Causes socio-économiques
Nombreux sont les enquêtés qui ont désigné l’agriculture comme étant leur activité principale avant leur départ pour Dakar. S’ils sont en ville c’est parce que l’agriculture ne répond plus à leurs aspirations. L’insuffisance de la production agricole et la dégradation des conditions d’une bonne agriculture sont les motifs notables de l’exode des jeunes Saloum Saloum. Le départ vers Dakar répond à un besoin de recherches de ressources financières complémentaires pour leur survie. L’intérêt personnel que le migrant manifeste pour être en ville est inhérent à la position qu’il occupe dans sa famille.
En effet à la question : pour quoi êtes vous venus à Dakar, 43% des jeunes répondent qu’ils ont emprunté le chemin de l’exode pour aider leurs parents et 42% ont évoqué le désir de trouver du travail. L’aide à la famille est la raison la plus fréquemment évoquée. Cette migration est donc principalement fille d’un besoin de recherche d’occupations professionnelles.
En guise d’illustrations suivons A.C, jeune migrant de 27 ans qui s’explique sur les raisons qui l’ont poussé à venir à Dakar: « je suis venu uniquement à pour les aider dans les travaux champêtres. Mais vue les maigres ressources dont ils disposent et qui ne permettent pas de couvrir les semences, je suis obligé de quitter mon village dans l’espoir de trouver du travail à Dakar. S’il y avait des possibilités de promotion sociale en milieu rural j’y resterais, car il n’y a de plus beau que de rester au près de ses parents ». Il ressort de ce qui précède que la présence en ville de la plupart des migrants relève d’un choix délibéré. Ce n’est pas l’attirance urbaine ni la désintégration des cellules familiales qui provoquent le départ des jeunes ruraux, c’est plutôt l’inquiétude de l’avenir et le sens de la responsabilité qui les caractérisent même si les avis sont partagés sur l’incitation au départ. Ces propos montrent aussi le lien qui doit exister entre le jeune et ses parents.

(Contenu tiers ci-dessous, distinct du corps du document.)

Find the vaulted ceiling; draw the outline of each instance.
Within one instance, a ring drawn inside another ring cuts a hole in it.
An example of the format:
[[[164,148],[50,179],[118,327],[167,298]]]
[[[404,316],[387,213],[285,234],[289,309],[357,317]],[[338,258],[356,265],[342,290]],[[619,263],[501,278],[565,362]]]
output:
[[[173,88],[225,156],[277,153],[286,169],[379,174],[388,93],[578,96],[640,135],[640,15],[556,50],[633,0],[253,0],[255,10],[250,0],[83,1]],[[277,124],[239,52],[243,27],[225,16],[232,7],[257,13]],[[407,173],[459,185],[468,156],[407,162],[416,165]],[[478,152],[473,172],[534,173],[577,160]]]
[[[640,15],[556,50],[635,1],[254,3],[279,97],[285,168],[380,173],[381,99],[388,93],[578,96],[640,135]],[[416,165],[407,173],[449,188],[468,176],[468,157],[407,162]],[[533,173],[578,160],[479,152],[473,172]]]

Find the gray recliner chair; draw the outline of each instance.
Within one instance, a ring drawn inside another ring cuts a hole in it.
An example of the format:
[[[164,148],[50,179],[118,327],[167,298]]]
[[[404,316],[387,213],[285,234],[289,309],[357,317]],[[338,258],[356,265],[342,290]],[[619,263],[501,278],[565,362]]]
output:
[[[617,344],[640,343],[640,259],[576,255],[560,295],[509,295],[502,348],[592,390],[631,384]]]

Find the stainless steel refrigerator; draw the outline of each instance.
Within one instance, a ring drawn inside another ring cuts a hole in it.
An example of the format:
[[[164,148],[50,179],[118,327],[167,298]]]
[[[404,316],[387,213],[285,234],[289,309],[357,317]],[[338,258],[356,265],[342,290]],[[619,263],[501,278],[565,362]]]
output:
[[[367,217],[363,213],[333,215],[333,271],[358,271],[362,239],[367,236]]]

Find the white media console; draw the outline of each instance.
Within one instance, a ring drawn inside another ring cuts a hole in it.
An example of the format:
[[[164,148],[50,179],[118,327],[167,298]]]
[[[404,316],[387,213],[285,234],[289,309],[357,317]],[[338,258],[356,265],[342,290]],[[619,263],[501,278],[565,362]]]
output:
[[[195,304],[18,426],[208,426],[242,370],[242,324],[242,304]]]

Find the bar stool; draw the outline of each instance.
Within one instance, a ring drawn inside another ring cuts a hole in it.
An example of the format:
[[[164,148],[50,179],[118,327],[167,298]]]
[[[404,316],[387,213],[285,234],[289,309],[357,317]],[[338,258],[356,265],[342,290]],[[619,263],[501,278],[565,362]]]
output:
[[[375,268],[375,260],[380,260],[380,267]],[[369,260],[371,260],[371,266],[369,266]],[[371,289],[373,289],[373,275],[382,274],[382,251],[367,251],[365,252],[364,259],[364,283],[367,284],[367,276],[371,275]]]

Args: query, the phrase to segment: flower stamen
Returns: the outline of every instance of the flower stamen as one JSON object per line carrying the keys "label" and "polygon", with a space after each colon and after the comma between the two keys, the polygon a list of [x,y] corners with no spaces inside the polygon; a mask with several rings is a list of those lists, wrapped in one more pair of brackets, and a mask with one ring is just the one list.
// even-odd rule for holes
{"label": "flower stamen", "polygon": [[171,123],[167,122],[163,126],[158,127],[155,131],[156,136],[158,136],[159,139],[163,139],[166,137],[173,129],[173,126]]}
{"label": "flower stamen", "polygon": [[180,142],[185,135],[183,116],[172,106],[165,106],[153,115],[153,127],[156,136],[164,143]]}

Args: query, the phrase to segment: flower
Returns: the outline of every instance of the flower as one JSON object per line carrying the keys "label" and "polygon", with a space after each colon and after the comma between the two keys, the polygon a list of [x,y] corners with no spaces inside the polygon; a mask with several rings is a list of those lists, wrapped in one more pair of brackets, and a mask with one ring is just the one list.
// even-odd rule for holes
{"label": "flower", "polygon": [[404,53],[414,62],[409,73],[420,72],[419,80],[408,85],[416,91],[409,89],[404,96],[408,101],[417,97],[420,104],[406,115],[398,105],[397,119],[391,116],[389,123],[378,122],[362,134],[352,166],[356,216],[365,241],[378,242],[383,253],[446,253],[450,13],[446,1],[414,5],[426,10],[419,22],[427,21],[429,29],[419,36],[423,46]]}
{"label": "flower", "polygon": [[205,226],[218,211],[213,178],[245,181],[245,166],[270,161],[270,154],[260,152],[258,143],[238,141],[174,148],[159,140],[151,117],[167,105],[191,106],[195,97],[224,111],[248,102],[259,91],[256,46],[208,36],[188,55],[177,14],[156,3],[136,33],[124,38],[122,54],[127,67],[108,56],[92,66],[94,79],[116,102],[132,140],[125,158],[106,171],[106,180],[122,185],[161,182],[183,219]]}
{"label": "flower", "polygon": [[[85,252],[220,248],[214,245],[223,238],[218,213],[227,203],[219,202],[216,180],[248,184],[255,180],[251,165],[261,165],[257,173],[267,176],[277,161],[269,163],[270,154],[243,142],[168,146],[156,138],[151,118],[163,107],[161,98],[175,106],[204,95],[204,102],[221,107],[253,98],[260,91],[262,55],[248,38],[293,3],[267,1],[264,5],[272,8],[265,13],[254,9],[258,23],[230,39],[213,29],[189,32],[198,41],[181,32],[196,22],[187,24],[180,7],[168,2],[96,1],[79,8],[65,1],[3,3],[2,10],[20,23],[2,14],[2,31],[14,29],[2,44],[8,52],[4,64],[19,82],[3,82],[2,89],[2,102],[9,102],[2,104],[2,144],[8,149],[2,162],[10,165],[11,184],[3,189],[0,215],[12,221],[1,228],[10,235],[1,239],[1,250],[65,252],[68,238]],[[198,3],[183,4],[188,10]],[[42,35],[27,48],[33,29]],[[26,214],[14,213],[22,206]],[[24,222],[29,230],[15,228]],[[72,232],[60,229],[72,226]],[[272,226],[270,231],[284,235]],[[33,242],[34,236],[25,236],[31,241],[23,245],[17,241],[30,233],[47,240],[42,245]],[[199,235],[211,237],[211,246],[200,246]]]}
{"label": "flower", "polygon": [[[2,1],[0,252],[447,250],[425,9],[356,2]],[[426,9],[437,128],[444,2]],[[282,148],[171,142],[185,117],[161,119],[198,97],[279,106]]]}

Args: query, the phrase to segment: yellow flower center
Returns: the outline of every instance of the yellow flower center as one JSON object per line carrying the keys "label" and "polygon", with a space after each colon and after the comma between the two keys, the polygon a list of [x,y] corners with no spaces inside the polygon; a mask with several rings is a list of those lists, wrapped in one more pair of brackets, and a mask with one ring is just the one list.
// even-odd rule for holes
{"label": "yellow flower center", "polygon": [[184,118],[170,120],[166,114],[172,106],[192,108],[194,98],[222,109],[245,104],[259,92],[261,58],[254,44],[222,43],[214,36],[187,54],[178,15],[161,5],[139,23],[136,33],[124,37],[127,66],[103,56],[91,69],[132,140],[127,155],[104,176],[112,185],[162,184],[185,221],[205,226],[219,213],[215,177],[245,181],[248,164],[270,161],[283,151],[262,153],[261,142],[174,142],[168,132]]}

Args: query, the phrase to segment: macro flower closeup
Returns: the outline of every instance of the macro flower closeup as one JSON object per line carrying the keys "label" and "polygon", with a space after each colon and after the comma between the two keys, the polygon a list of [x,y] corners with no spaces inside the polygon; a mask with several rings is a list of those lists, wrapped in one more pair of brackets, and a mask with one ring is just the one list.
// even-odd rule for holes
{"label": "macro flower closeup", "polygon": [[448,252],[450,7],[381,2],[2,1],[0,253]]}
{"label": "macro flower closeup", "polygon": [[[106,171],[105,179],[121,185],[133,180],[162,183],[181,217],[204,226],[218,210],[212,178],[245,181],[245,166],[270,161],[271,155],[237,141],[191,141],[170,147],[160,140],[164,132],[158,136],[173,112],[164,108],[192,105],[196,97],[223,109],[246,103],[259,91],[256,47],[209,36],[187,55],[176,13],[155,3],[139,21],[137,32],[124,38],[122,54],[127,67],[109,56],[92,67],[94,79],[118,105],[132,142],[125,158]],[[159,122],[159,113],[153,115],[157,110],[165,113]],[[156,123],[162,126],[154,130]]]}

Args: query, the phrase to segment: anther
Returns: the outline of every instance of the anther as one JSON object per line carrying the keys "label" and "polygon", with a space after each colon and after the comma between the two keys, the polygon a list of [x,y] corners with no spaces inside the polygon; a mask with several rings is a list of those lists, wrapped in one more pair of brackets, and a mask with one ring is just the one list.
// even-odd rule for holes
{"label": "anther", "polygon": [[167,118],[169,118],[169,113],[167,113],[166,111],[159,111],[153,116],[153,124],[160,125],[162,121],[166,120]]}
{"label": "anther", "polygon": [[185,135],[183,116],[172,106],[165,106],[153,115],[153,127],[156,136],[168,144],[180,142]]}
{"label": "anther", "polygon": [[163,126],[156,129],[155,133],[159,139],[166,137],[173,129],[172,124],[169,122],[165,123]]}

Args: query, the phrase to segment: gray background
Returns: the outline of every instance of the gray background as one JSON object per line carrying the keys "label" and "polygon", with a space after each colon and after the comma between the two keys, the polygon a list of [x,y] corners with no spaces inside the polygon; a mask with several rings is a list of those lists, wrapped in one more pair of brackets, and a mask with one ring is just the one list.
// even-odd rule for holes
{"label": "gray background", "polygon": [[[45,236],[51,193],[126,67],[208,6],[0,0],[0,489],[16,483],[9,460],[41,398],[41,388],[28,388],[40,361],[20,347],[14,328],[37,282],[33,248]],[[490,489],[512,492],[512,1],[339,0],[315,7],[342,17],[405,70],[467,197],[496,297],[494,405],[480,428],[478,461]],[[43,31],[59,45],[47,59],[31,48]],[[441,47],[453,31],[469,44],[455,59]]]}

En effet le jeune a l’obligation d’entretenir ses parents, de subvenir à leur besoin. Dans ce cas l’aide aux parents devient une norme sociale à laquelle chaque enfant doit se conformer. C’est pour dire que l’aspect économique est déterminant dans l’explication du phénomène migratoire des jeunes saloum saloum. En effet 85% des jeunes ont quitté leur village pour des raisons économiques. Presque tous les chercheurs ayant étudié les migrations de populations en Afrique et notamment dans le pays, ont montré qu’elles concernent des travailleurs qui vont vendre leur force de travail dans les centres urbains. C’est le cas de A.B.DIOP (1965) qui soutient que 94% des migrants ont quitté le Fouta pour des raisons économiques. De la même façon le facteur économique est aujourd’hui la cause déterminante de la migration générale des jeunes saloum saloum. Mais il n’en reste pas moins que d’autres facteurs psychosociologiques et physiques interviennent dans la compréhension du phénomène migratoire.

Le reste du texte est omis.